Вчера вечером еще Императрице нисколько не было хуже. В 3 ч. утра она еще звала Макушину и кашляла. Затем Макушина долго не слышала обычного звонка, пошла в спальню. Императрица спала спокойно, положив руки под голову. Макушина пощупала пульс, он не бился, руки похолодели, а тело теплое. Она послала за д-ром Альшевским. Он решил, что все кончено. От всех скрывали смерть, дали знать только Царю в Царское Село.

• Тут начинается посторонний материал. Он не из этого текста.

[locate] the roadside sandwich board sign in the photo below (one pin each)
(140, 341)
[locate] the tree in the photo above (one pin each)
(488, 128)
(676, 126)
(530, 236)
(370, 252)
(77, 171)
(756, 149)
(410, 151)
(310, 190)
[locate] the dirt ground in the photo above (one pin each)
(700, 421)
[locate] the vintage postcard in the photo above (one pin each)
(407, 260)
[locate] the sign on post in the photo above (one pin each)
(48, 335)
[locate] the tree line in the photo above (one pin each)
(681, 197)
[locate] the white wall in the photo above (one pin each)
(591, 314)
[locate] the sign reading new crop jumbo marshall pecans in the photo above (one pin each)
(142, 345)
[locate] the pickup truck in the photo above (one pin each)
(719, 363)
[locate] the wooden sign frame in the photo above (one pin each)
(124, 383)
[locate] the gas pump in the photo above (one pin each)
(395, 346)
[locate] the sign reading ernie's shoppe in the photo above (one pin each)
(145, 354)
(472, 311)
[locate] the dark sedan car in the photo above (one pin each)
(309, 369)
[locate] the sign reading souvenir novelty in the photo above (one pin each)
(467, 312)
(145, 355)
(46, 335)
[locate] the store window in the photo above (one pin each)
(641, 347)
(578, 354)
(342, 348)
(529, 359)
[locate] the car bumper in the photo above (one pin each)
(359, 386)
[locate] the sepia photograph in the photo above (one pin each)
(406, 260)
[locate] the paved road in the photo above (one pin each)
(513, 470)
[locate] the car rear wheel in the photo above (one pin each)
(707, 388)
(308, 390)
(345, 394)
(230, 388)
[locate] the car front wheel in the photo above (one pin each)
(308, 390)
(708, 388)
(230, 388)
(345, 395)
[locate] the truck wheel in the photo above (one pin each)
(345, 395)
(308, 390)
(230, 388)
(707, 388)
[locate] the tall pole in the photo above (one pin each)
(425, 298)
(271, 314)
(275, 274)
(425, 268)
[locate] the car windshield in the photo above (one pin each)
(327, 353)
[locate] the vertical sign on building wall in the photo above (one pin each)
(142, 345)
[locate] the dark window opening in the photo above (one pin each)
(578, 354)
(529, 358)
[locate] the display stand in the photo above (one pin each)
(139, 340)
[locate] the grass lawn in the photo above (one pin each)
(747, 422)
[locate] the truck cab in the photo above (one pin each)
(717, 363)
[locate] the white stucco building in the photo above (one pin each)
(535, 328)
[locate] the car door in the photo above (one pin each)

Около 9 (ч.) Гаврилов, камердинер Императрицы, пошел разбудить Сергея. Ничего не подозревая, он просыпается, видит Гаврилова, который говорит: „Императрица“, — и крестится. Сергей опрометью побежал к матери. Мари, собираясь идти к кофе Императрицы, узнала о смерти случайно от обер-гофмаршала Грота. Императрицу оставили в том положении, как оно было, до приезда Государя. Тогда ее обмыли, одели, сложили руки на груди и положили на той же постели. В 1 ч. была назначена панихида. Ошеломленная семья вся собралась тут.
Я видел Сергея раньше панихиды, пока никого не было. Мне больно на него смотреть. Я много плакал. А у нее такое тихое, кроткое выражение, несмотря на то, что лицо немного скривилось. Мне казалось, что можно было прочесть едва заметную укоризну в выражении ее лица. Мною овладело одно чувство: желание быть полезным Сергею.